Brigitte Girardin et la génération Villepin
La réaction de Brigitte Girardin face aux déclarations de Marie-Luce Penchard est une illustration de l'écart d'esprit qui existe entre les deux équipes Sarkozy et Villepin.
"L'intérêt général ne se divise pas" : c'est l'essentiel de la réaction de Brigitte Girardin, ancien Ministre de la Coopération. Une formule brève qui montre tout l'écart de tempérament qui existe entre l'équipe présidentielle et celle de son principal challenger.
Le sondage Ifop Paris Match place Villepin au centre de l'actuelle mode contestataire. Derrière ces réactions ponctuelles, il peut y avoir des phénomènes de fond qui en disent long sur le décalage culturel qui existe désormais entre l'équipe présidentielle et les attentes de l'opinion.

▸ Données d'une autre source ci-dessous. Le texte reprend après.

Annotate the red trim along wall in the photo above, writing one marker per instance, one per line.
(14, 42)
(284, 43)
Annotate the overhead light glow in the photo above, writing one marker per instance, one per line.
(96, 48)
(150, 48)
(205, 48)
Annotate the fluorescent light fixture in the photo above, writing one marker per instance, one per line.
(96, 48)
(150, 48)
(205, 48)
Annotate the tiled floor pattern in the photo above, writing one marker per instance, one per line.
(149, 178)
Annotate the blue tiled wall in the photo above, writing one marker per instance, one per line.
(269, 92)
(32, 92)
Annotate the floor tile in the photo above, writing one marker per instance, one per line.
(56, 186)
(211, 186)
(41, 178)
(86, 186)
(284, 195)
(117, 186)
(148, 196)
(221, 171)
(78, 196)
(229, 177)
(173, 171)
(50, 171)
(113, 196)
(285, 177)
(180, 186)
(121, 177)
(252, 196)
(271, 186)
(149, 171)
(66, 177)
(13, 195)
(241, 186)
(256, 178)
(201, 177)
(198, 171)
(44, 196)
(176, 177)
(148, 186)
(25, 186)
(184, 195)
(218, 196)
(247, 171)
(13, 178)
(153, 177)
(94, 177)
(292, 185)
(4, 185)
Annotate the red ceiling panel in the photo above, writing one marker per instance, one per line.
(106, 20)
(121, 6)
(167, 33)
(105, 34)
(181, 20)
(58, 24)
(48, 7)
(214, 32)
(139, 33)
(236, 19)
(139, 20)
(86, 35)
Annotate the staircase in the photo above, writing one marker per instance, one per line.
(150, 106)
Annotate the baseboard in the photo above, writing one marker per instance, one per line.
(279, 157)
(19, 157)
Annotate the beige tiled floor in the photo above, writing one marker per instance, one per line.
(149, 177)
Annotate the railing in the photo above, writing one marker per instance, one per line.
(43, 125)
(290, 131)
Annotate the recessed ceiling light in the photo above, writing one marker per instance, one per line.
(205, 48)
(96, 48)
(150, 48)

Sur le fond, 5 lignes de frontières séparent l'équipe de Dominique de Villepin et la "génération Sarkozy".
La première ligne est celle du retour des principes face à la culture "no limit" qui anime le camp Sarkozy. Là est l'exemple immédiat de la réaction de Girardin face à Penchard. La première dit "vous représentez la France indivisible". La seconde répond" je suis candidate UMP et j'ai envie de gagner". Toutes proportions gardées, c'est l'équivalent de la main d'Henry et de la fin qui peut justifier beaucoup de moyens. Lors des réunions de travail ou des messages de Brigitte Girardin, il y a des règles à respecter. Ainsi pourchasse-t-elle les attaques trop agressives qui pourraient exister sur les réseaux sociaux du Club Villepin ce qui alourdit considérablement les travaux de modération face à des manoeuvres manifestes d'opposants.
La seconde ligne est celle de l'intérêt général face aux "intérêts particuliers". La culture de l'Etat est toujours présente sans complexe dans l'équipe Villepin vis à vis du secteur privé. La sagesse populaire a coutume de dire "dis moi qui tu admires je te dirai qui tu es". Chez Villepin, l'admiration va aux grands serviteurs de l'Etat quand chez Sarkozy l'admiration est accordée manifestement aux grands capitalistes.
La troisième ligne est celle du rapport à la communication. Chez Sarkozy, ils la vénèrent. Chez Villepin, ils la tolèrent et encore...
La quatrième ligne est celle du rapport au résultat. Chez Sarkozy, toute l'énergie est mobilisée pour la gagne. Chez Villepin, l'énergie est diluée dans divers pôles d'intérêts et le chemin s'annonce résolu mais tranquille. L'expérience de 1995 leur montrerait que la différence peut se faire à 60 jours du vote. Rien ne servirait donc d'y croire trop tôt ni de se démobiliser trop rapidement. La route sera longue avec des embûches. C'est presque sur la ligne d'arrivée que l'appréciation décisive émergera. Dans l'attente, il suffirait "d'être comme on est et de faire ce que l'on croit bien".
La cinquième ligne de séparation est dans les moyens. Pour l'équipe Sarkozy, à l'exemple des 500 000 â⬠avoués pour le réseau social UMP, les moyens garantissent le résultat. Chez Villepin, le résultat dépend d'abord de la conviction d'une équipe commando à l'esprit clair et aux valeurs fortes.
Avec une telle grille de lecture, chaque observateur des deux fonctionnements constate rapidement que la séparation ne relève pas d'une quelconque revanche ponctuelle ou du choc de deux ambitions personnelles. Ce sont bien deux tempéraments collectifs et deux identités qui s'affrontent.
Ce qui mérite l'attention, c'est l'évolution nationale qui sera le creuset culturel de la victoire. C'est peut-être à ce moment là que le débat sur l'identité nationale trouvera toute sa justification ?
Sarkozy incarnera en 2012 la génération du paraître, des défis brutaux, des tactiques. Le leader d'une génération qui a confondu politique et couvertures en papier glacé, rang ministériel et positionnement de people avide de formules chocs. Une génération qui a cultivé les anglicismes. A une époque, pour être "in", les ministres ne parlaient plus de fonction mais de job ...
Villepin incarnera l'opposé. Une génération du contenu, du rassemblement, le retour du service de l'Intérêt Général, la place du devoir.
Finalement, au-delà des deux candidats, c'est bien un rendez-vous avec eux-mêmes que les citoyens auront quand de telles conceptions aussi séparées sont proposées.
La "génération Villepin" porte bien une autre France et fait manifestement appel à d'autres traits de caractère des Français que ceux de la majorité présidentielle sortante. Sous cet angle, la séparation est profonde et durable.